Caleb Army_081.JPG Caleb Army_080.JPG
 
Those plugs should be a very light press fit.
Try tapping them out.
If they don't want to move, you can make a punch that will hit on both sides of the saddle of the retainers.
Just mill the center out of some round stock to make a U shape.
 
If they are solid plugs I was considering drilling and tapping a small hole in the center of each plug to aid in pulling these in the future. I thought of the forked punch. but this is a small chuck. The slots above the forked plug are not any larger than they are, so if you milled a slot wide enough to clear the screw, there would be nothing left of a punch that would fit through the slot.
 
Common enough on chucks. Usually just a easy fit with minimal friction so they dont just fall out on their own. The backing plate keeps them secure.
They should just tap out easily from the front side with a suitable sized pin punch.

Cheers Phil
 
You probably know what a bearing cap looks like on a crank shaft, right? Anyhow, there a small inverted retainer (looks just like an crankshaft bearing cap) holding each of those screws in at the center. You need to remove those round caps to get at it. Maybe, with a small punch, you can punch it out from the front side.

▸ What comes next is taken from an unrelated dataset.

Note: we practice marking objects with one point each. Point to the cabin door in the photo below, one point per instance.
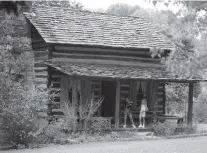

Now one thing I'd like to pass along... Don't go nuts deburring your chuck. They fit nice and tight for a reason.


Ray
 
Thanks guys, I'm not referring to changing machined surfaces, but rather to removing horribly sharp edges where two machined surfaces meet on Chinese cast products. Also to smoothing out the very end of the thread on the screws so that the buggers don't grab at and prematurely wear my jaws when I dial them out far enough to engage this portion of the thread. I'm not much of a motor head, so your reference to cranks or cams is lost on me. I thought I knew how they were retained, but maybe not so much. I picture a solid plug with a round slot cut in the end that cups the unthreaded portion of the screw on this chuck. I know this is what both ends look like, but as to whether or not it is only one piece I cannot see. I will probably take a weency pin punch to it back in the shop to see if I can get one to slide out.
 
I found on my latest 4 jaw chuck that the jaws had some sharp edges and also the tee slots they run in were a bit rough on the machined surfaces. I stoned those parts smooth and broke the edges. Made a huge difference to the smooth turning of the chuck key

Cheers Phil
 
Well the weency pin punch made quick work of it. They are indeed one piece. I can see damaging the bore the screw rides in easily with the pin punch so I may yet drill and tap those plugs. I removed burrs and cleaned up the beginning and ending of the threads. It now works much smoother with the exception of one jaw. While disassembled I noticed the screws appear to be cast and then ground for outside diameter only. I might be wrong about that, but the thread where it has not been ground is rough as an old cob. The ground portion raises a burr at the top of each thread all the way around, Sharp! I think I may tear that screw out and go round those threads removing said sharp edge. I can't see anything else that might drag. More on that when I get done turning between centers.
 
Leeq,
With the screw removed, run each jaw in its slot by hand. Checking for tight/rough spots. Apply a bit of lateral force to them also.

cheers Phil
 
Those plugs will be easyer to remove next time and you won't often have to take it down that far.
If you drill and tap them, you'll need to plug the hole to keep lube in the chuck and chips out.
Make certain the plug doesn't interfere with internal clearance.